Monday, June 4, 2012

The Demographics of the 2012 Presidential Election

The 2010 Census confirmed that the demographics of the US continue to change in rather dramatic ways. This is not the White Anglo-Saxon Protestant (WASP) country of the 1950s. Immigration has changed that, although since many immigrants are not citizens, and their children may not yet be of voting age, the electorate is less demographically different from the past than is the population at large. These and other demographic issues related to the upcoming Presidential Election are the topics of an Opinion piece in today's New York Times by Thomas Edsall, a Professor of Journalism at Columbia University and author of “ The Age of Austerity: How Scarcity Will Remake American Politics.”   The politics of race/ethnicity and religion are of particular interest to Edsall:
In a study published in February 2008, the Pew Forum on Religious and Public Lifefound that mainline Protestants, once the dominant force not only in politics but in the national culture, had fallen to 18.1 percent of the electorate, behind both Protestant evangelicals and Catholics – and barely ahead of the fast-growing category of “unaffiliated,” which reached 16.1 percent.

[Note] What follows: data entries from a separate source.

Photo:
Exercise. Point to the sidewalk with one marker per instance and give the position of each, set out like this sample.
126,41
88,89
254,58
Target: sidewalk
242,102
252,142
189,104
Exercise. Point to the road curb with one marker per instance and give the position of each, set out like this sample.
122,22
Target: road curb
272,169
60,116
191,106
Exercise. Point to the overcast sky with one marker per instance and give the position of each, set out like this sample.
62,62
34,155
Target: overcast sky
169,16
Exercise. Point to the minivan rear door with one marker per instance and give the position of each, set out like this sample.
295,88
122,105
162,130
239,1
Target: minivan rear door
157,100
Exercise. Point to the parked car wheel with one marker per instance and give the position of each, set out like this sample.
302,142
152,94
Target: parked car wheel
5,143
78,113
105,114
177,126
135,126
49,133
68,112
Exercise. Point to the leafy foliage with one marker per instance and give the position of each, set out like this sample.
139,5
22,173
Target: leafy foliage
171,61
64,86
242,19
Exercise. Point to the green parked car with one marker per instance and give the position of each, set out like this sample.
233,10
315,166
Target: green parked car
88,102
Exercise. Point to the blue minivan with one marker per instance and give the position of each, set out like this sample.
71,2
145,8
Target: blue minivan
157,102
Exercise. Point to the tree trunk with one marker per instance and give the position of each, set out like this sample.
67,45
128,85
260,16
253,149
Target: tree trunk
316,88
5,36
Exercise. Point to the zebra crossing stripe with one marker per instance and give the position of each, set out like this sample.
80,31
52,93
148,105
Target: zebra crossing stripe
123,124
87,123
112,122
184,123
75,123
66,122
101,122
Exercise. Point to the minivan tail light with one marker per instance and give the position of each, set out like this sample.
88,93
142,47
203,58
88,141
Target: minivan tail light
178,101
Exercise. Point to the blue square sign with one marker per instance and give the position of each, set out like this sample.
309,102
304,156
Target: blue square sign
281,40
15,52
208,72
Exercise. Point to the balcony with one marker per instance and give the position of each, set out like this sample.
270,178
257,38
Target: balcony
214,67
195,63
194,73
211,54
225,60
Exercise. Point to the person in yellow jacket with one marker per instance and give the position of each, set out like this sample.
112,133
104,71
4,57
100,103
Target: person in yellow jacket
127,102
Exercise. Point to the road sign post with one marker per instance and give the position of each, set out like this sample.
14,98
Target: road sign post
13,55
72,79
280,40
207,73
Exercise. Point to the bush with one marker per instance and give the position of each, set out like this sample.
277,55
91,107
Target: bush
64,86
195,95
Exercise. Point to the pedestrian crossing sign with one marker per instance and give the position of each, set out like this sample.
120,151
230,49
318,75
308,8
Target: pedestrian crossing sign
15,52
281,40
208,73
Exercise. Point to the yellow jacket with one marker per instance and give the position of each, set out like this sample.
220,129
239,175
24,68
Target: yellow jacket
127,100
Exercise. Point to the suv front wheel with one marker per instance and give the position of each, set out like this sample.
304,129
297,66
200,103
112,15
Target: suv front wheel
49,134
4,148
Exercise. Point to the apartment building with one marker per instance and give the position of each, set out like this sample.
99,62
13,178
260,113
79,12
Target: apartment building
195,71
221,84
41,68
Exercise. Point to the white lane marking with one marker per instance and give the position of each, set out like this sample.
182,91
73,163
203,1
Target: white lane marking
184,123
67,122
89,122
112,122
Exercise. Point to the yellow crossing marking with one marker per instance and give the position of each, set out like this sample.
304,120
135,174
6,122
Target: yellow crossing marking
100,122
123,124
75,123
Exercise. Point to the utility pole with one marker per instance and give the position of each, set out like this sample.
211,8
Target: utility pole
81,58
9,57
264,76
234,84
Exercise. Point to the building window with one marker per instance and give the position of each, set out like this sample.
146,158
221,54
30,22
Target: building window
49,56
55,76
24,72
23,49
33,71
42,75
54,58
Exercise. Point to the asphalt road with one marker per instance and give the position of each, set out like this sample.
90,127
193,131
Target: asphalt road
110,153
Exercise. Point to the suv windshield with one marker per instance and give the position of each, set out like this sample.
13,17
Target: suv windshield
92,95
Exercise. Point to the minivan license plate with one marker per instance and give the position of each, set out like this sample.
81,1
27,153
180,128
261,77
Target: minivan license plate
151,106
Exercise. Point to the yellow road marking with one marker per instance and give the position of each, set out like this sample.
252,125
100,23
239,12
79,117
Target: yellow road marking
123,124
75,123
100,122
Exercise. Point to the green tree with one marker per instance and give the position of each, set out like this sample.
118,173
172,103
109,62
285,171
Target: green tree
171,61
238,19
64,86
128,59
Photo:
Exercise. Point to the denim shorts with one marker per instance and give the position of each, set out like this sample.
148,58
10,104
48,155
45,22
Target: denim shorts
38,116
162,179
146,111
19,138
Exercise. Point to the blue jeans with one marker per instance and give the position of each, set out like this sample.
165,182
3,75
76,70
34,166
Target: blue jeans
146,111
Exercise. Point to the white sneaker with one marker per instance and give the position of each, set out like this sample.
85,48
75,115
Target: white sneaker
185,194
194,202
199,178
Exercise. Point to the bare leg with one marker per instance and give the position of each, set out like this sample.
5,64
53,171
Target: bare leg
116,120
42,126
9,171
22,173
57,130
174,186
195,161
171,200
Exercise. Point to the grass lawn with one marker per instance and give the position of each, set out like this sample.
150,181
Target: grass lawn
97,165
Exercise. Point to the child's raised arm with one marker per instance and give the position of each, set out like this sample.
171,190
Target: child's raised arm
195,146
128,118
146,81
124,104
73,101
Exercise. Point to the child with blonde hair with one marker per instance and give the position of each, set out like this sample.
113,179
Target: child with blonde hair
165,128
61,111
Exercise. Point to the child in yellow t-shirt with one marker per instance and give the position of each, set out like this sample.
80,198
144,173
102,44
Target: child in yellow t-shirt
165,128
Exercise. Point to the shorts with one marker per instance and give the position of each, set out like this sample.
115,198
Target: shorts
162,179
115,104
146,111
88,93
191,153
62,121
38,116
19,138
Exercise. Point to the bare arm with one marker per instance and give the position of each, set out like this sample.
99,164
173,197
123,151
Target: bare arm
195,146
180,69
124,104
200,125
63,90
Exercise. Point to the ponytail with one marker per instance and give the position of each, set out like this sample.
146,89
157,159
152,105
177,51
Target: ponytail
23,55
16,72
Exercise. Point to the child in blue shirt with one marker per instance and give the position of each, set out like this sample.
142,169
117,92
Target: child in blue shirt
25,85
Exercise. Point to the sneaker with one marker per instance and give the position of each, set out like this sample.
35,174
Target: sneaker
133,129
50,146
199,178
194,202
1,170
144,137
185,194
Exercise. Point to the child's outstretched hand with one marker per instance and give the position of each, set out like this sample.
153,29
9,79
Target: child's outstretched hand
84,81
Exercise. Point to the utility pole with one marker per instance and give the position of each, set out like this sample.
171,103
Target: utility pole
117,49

But, here's the demographically most interesting bit, and I have underlined the punch line:
As presently constituted, the Republicans have become the party of the married white Christian past. This stance proved effective in the 1970s and 1980s, and again in 1994 and 2010, but time is running out. Will the party, of necessity, become more amenable to religious diversity? Will conservatives embrace immigration reform? Will Republicans try to drive a wedge between Hispanic and black voters in an effort to fracture the Democratic coalition? And will Republicans look to a more subdued form of capitalist competition?
 How will the Democratic Party cope with the fast approaching moment when non-Hispanic whites become a minority of its voters? Will Democratic presidential nominating contests become explicitly racial and ethnic? Will religious non-observance and a larger role for the state in the economy become explicit hallmarks of the center-left?
Edsall does not claim to have answers to those questions, but we should all give them some serious thought.